Cover of The Splendid and the Vile

The Splendid and the Vile

by Erik Larson


Genre
History, Nonfiction, Biography
Year
2020
Pages
625
Contents

Chapter 63: That Silly Old Dollar Sign

Overview

Roosevelt returned to Washington and publicly unveiled the idea that became Lend-Lease, arguing that aiding Britain was essential to America’s own defense and should not be limited by immediate payment. The proposal marked a decisive shift in U.S. policy but immediately faced strong political resistance, leaving its passage uncertain. Meanwhile, Churchill’s letter prompted Harry Hopkins to seek a direct measure of Churchill, setting up a visit that would help shape the Allied relationship.

Summary

On December 16, Roosevelt returned to Washington from his trip looking energized. At a press conference the next day, he began by saying there was no special news, then introduced a major new idea: the United States should stop treating aid to Britain as a simple cash transaction.

Roosevelt argued that America’s best immediate defense was Britain’s success in defending itself. To explain his thinking, he used a household analogy about lending a neighbor a garden hose to fight a fire. The point of the example was that the lender should help first and worry about replacement later, rather than demand payment before giving assistance.

This concept became the core of a bill soon introduced in Congress as H.R. 1776, later known as the Lend-Lease Act. Its central principle was that the United States should supply Britain, or any ally, with whatever aid was necessary because doing so served American self-defense, whether or not the recipient could pay immediately.

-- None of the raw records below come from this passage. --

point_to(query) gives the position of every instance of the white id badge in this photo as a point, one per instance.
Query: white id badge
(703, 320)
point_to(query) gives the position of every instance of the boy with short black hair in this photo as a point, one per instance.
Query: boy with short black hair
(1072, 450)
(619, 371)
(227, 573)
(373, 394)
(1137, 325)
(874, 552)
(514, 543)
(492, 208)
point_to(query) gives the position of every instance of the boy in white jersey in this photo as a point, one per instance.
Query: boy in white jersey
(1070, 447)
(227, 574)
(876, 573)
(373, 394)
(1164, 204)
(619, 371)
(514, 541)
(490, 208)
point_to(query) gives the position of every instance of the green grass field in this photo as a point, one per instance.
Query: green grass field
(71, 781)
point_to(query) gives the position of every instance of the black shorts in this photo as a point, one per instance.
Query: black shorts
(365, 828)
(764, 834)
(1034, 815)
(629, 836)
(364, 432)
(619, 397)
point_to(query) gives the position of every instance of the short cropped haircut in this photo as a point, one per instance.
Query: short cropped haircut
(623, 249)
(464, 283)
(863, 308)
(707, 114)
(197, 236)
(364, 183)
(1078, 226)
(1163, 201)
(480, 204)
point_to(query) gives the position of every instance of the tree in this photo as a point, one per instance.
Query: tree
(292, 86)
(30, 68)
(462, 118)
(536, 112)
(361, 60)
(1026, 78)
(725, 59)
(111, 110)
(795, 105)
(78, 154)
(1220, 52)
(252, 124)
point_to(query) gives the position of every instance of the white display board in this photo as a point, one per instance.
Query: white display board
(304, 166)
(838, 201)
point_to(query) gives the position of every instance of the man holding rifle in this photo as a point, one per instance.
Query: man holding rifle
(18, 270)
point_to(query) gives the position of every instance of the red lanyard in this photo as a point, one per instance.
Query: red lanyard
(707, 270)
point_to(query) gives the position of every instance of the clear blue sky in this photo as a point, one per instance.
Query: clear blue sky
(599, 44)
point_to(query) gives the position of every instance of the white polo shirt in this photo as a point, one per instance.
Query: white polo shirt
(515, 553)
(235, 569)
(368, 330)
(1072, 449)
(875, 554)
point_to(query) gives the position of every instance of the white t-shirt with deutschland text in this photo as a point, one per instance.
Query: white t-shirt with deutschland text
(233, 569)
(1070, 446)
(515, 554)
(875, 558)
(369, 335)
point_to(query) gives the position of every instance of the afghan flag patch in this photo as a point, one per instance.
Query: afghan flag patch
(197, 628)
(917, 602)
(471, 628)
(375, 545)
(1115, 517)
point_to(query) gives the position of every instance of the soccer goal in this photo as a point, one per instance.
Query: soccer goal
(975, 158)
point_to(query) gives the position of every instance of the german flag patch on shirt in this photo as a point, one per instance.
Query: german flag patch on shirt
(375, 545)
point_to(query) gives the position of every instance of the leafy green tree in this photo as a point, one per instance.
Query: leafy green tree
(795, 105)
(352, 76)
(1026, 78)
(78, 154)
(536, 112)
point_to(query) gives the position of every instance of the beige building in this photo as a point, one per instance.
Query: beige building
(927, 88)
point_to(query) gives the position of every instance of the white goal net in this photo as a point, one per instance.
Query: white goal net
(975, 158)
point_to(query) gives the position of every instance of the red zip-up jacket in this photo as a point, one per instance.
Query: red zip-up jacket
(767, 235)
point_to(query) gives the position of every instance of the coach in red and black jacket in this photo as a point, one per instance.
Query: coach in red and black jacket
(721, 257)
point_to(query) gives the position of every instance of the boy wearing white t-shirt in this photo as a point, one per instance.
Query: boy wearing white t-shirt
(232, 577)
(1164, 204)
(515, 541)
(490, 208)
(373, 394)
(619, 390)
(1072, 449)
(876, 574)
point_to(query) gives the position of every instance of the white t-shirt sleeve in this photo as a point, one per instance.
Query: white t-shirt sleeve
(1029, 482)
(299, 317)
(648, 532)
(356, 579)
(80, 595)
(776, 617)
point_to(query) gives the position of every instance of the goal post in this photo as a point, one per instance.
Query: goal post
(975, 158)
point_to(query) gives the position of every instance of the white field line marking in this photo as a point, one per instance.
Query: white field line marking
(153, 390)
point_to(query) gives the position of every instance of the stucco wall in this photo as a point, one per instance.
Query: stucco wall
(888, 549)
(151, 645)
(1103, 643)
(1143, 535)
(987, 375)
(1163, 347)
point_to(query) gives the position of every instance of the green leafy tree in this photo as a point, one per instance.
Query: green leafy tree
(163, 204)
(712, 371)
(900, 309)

The proposal quickly met fierce opposition in Congress from critics who believed it would draw the United States into the war. One opponent warned that it would mean “ploughing under every fourth American boy,” a claim that enraged Roosevelt because he saw it as deliberately false and dangerously unpatriotic. By Christmas 1940, the idea’s success was still far from assured.

At the same time, Churchill’s powerful letter to Roosevelt stirred Harry Hopkins’s curiosity about the British prime minister. Hopkins wanted to discover whether Churchill’s forceful language was merely grand rhetoric or solid substance. That interest set up Hopkins’s coming trip to bomb-scarred London, where he would help influence the future course of the war.

Who Appears

  • Franklin Roosevelt
    U.S. president who unveils the idea that becomes Lend-Lease and defends aiding Britain.
  • Harry Hopkins
    Roosevelt adviser who becomes curious about Churchill and prepares for a consequential London visit.
  • Winston Churchill
    British prime minister whose letter helps spur Roosevelt and intrigues Hopkins.
  • Robert E. Sherwood
    Roosevelt speechwriter who observes the president’s jaunty return and Hopkins’s reaction.